Dott. PACILLI Giuseppina A. R. – Consigliere –

ha pronunciato la seguente:

ORDINANZA

sul ricorso 15220/2018 proposto da:

H.A., rappresentato e difeso dall’avvocato Andrea Diroma del

Foro di Trieste, giusta procura speciale a margine del ricorso;

– ricorrente –

contro

Ministero dell’Interno, in persona del Ministro pro tempore;

– intimato –

avverso il decreto del TRIBUNALE di TRIESTE, depositato il

13/04/2018;

udita la relazione della causa svolta nella Camera di consiglio del

20/11/2019 dal Cons. Dott. PARISE CLOTILDE.

Fatto

FATTI DI CAUSA

1. Con decreto n. 991/2018 depositato il 13-04-2018 il Tribunale di Trieste, ha respinto il ricorso di H.A., cittadino del (OMISSIS), avente ad oggetto in via gradata il riconoscimento dello status di rifugiato, della protezione sussidiaria e di quella umanitaria. Il Tribunale ha ritenuto che fosse non credibile la vicenda personale narrata dal richiedente, il quale riferiva di essere fuggito perchè, dopo essersi arruolato nell’esercito nel 2016 per assecondare le richieste del padre, non si era presentato al campo di addestramento dopo una licenza, era stato riportato da quattro militari al campo di addestramento, dove aveva subito punizioni fisiche e psicologiche, fino a quando era riuscito a scappare. Il Tribunale ha ritenuto che non ricorressero i presupposti per il riconoscimento di alcuna forma di protezione, avuto anche riguardo alla situazione generale del Pakistan, descritta nel decreto impugnato, con indicazione delle fonti di conoscenza.

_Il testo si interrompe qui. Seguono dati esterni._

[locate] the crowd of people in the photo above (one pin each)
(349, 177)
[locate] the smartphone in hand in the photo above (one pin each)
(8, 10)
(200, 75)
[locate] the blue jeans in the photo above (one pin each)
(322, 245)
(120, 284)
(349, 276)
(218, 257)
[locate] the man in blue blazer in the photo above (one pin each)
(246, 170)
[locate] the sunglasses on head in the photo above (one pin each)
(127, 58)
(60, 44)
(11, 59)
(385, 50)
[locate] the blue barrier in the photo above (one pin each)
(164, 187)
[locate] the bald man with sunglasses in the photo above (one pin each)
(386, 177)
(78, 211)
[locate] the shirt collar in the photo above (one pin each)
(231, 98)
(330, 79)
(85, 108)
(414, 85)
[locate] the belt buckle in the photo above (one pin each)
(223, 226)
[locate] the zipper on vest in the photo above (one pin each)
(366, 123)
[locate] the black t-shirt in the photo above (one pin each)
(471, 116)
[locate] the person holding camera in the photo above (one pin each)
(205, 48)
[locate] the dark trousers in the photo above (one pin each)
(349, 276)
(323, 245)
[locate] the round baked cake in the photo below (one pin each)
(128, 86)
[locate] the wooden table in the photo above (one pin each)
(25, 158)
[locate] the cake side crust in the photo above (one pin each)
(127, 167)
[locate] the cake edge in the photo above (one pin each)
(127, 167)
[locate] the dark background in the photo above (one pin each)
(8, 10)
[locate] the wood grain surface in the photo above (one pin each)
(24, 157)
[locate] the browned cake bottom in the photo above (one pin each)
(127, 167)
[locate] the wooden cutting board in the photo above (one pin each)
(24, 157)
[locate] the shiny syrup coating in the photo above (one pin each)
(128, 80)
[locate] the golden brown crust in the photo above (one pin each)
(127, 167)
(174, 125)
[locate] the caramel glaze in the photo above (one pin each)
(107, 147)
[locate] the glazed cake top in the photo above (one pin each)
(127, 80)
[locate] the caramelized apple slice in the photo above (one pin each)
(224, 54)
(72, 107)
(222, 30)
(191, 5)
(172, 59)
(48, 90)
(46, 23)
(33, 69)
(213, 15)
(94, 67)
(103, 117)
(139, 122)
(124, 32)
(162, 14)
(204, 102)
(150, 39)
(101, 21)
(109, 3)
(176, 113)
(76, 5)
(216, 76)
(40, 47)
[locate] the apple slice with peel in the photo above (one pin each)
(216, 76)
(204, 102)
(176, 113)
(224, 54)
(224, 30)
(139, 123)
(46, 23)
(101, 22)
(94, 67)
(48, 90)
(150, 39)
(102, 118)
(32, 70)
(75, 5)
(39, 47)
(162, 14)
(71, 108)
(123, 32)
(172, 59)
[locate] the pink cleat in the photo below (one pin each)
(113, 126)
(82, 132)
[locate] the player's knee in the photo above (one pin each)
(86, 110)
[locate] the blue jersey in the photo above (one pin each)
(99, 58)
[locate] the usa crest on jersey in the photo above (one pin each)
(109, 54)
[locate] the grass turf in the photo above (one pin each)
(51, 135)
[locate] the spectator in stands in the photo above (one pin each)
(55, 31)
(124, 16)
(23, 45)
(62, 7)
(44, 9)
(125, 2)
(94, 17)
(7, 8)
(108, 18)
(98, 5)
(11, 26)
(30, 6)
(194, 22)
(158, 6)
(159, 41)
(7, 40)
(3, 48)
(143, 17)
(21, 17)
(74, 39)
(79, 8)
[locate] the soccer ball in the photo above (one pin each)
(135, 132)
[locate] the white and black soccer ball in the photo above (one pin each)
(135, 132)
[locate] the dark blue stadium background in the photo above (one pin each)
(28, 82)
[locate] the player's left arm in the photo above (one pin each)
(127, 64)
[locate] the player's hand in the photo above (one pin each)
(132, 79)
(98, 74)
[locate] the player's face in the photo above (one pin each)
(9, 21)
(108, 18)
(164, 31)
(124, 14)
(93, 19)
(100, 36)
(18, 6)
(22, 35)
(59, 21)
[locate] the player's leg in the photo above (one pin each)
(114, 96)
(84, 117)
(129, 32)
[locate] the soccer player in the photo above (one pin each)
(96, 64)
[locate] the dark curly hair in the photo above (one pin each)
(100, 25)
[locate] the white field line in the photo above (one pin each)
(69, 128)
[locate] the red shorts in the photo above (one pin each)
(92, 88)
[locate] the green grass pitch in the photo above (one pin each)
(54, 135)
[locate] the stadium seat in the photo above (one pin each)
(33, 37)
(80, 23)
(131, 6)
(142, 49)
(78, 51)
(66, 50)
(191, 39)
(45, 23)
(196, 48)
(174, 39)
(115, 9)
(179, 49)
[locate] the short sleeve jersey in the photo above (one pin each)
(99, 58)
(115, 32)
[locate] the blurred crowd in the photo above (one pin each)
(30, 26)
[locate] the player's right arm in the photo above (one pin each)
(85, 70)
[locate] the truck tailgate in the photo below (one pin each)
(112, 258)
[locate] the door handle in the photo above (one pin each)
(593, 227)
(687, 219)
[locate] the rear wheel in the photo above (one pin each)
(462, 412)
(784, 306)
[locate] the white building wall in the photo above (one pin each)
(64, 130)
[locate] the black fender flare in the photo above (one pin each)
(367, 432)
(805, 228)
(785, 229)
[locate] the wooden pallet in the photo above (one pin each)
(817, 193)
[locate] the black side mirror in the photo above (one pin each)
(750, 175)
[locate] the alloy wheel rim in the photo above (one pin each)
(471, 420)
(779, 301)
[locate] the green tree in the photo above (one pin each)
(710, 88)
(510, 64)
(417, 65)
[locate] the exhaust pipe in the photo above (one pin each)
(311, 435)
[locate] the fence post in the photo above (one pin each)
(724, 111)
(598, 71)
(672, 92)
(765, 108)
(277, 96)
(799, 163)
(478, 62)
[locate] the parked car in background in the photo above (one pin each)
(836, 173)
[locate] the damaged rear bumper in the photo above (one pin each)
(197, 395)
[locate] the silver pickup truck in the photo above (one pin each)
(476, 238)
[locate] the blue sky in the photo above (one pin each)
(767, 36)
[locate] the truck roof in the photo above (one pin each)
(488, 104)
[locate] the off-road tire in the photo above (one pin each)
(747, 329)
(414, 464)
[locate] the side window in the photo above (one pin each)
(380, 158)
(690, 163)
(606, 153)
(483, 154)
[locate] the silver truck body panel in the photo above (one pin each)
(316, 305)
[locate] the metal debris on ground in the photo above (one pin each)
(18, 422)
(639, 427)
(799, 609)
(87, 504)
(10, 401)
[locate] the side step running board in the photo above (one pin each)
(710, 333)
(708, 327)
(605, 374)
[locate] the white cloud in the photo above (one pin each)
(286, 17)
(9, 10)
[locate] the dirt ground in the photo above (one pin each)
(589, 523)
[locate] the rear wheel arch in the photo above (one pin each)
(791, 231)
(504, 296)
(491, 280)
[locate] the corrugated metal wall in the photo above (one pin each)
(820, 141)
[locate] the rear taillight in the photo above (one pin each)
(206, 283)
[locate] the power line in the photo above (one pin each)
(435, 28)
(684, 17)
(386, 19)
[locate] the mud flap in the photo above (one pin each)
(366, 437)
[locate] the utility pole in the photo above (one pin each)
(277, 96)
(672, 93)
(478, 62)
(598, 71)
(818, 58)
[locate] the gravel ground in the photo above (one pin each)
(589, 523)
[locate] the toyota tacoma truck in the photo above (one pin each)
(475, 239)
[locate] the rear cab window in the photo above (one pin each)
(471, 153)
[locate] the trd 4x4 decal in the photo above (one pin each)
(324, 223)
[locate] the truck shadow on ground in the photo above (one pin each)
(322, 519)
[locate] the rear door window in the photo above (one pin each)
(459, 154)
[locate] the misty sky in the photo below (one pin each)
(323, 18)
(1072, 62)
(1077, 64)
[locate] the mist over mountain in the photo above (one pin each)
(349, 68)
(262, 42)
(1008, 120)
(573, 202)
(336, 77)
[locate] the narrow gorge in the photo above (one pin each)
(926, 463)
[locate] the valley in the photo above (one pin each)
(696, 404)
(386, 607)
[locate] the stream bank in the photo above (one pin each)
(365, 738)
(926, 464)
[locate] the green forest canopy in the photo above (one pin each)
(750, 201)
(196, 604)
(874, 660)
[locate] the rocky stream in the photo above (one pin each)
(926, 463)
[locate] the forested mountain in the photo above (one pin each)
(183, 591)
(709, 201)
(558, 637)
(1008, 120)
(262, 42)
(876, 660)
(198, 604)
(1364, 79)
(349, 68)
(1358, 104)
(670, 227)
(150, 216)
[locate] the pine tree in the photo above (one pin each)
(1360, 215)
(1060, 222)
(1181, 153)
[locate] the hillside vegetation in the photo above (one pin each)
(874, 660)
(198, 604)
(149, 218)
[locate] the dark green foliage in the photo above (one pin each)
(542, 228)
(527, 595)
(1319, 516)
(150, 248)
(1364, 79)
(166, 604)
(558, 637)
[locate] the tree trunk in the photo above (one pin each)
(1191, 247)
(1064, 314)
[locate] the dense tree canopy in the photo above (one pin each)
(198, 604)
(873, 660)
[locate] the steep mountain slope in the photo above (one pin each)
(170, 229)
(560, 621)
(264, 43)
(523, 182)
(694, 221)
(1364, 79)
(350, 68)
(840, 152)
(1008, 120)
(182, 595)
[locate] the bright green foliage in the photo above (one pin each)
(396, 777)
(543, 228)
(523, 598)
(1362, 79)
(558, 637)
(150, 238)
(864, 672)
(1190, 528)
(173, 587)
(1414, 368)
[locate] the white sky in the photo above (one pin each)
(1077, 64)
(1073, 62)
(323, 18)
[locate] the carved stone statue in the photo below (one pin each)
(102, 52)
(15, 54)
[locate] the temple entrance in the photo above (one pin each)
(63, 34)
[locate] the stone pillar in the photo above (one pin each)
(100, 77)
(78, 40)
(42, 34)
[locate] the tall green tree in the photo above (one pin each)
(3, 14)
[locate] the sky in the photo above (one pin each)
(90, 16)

2. Avverso il suddetto provvedimento, il ricorrente propone ricorso per cassazione, affidato a sei motivi, nei confronti del Ministero dell’Interno, che è rimasto intimato.

Diritto

RAGIONI DELLA DECISIONE

1. Preliminarmente il ricorrente chiede di sollevare questione di illegittimità costituzionale del D.Lgs. n. 25 del 2008, art. 35 bis, introdotto dalla L. n. 46 del 2017, art. 6, comma 1, lett. g), in relazione ai seguenti profili: 1) l’adozione del rito camerale e l’eliminazione del grado d’appello, per la violazione degli artt. 3,24,111 Cost. nonchè in relazione all’art. 46 par. 3 della direttiva 32/2013 ed agli artt. 6 e 13CEDU; 2) la mancanza del requisito di straordinarietà ed urgenza per violazione dell’art. 77 Cost.; 3) la revoca del patrocinio a spese dello Stato nel caso di manifesta infondatezza delle pretese azionate per la violazione degli artt. 3,24,111 Cost..

2. Con le ordinanze n. 17717/2018, n. 28119/2018 e n. 24109/2019 questa Corte ha ritenuto manifestamente infondate tutte le questioni di illegittimità costituzionale che il ricorrente ripropone. Le argomentazioni di cui alle citate ordinanze, da intendersi, per brevità, richiamate, sono integralmente condivise dal Collegio.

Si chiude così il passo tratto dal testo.